Михаил Матюшин ПРЕДАННОСТЬ Повесть о Николае Крыленко

Глава первая ТЕЗКА КИБАЛЬЧИЧА

1

Колю приводил в восторг колодезный журавль, на «шее» которого покачивалось деревянное, стянутое обручами из лозы ведро; оно роняло вниз, на обомшелый сруб, холодные светлые капли. Он, как музыку, слушал протяжный коровий мык и норовил погладить мокрую мордашку какого-нибудь сосунка-теленка. Но больше его притягивала к себе околица Бехтеевки. Там за поскотиной из небрежно связанных лыком жердей, тоненько поющих на ветру облупленной берестой, протекал ручей. Он начинался неведомо где, а у поскотины упирался в довольно широкую запруду, где можно было увидеть снующих пескариков. Были здесь такие места, что не ушел бы отсюда до позднего вечера. По берегам запруды и дальше — по суглинистой пахоте чинно расхаживали черные грачи, а на осиновом колу обязательно верещала, подергивая длинным хвостом, сорока. Она, должно быть, сердилась на неугомонных воробьев, которые чирикали, подскакивали на своих тоненьких ножках, будто на пружинках, и дружно клевали сухой, вылущенный ветром и солнцем конский навоз.

Мальчик рос крепеньким, шаловливым. Его излишне не опекали. Он целыми днями носился за околицей, хлюпался в ручье вместе с другими деревенскими сорванцами, сооружал водяные мельнички и ловил слюдянокрылых карминных стрекоз. Бывало, вернется к вечеру — мокрый, выпачканный в глине, — мать ни словом не упрекнет, умоет, приласкает и усадит за стол.

— Это еще что за нежности? — нарочито хмурился отец и строго принимался допрашивать сына, чем он занимался весь день и почему не соизволил явиться к обеду.

Строгость была напускной, Коля отлично понимал это, охотно и подробно перечислял свои похождения:

— Сегодня ловили пескарей, только ни одного не поймали: они такие хитрые! Потом вытаскивали из запруды котят. Их туда бросил пастух и ушел, а мы всех спасли. Одного я принес — сохнет на крылечке. А еще мы дрались.

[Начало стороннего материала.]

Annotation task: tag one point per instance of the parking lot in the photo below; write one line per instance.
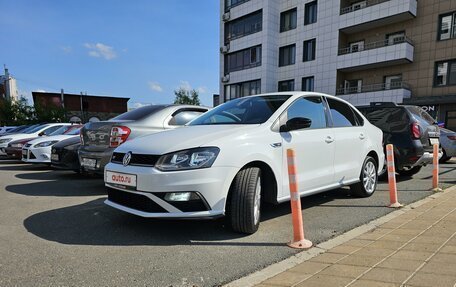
(55, 230)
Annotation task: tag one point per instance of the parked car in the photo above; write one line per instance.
(14, 148)
(39, 150)
(99, 139)
(6, 129)
(230, 159)
(31, 132)
(448, 142)
(64, 154)
(411, 130)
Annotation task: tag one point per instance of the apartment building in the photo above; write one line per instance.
(401, 51)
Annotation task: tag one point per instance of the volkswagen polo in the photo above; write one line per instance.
(232, 158)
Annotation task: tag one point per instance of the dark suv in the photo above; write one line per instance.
(411, 130)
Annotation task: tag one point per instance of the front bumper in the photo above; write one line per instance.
(102, 158)
(211, 185)
(36, 155)
(14, 153)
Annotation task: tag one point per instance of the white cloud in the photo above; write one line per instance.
(101, 50)
(154, 86)
(66, 49)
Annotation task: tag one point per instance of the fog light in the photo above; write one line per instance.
(181, 196)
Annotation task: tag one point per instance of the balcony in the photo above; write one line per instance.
(376, 54)
(392, 92)
(370, 14)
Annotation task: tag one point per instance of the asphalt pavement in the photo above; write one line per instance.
(56, 231)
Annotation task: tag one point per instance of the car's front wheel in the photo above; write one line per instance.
(244, 213)
(368, 179)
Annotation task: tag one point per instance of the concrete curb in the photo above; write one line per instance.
(277, 268)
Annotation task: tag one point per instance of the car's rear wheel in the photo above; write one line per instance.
(368, 179)
(409, 171)
(245, 205)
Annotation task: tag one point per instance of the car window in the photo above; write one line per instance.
(183, 117)
(35, 129)
(341, 113)
(311, 108)
(139, 113)
(50, 130)
(250, 110)
(421, 116)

— То-то у тебя нос поцарапан.

— Это ничего, зато я Фролке подвесил фонарь под правым глазом.

— Ну что за лексикон! — морщился отец. — Неужели нельзя сказать по-русски: я подбил ему правый глаз?

— Все мальчишки так говорят.

— А ты изволь говорить правильно. Если с малых лет не научишься точно излагать свои мысли, то потом на всю жизнь останешься косноязычным.

— Ладно, больше не буду. А почему мураши…

— Муравьи.

— …почему муравьи справляются с большой гусеницей?

— Вот вы же одолели Фролку.

— Он хотел бросить котят обратно в воду, а мы все вместе как…

— Как муравьи на гусеницу.

— Угу!

— Видишь, ты и сам во всем довольно сносно разбираешься, — улыбнулся отец, и от его строгости не осталось и следа.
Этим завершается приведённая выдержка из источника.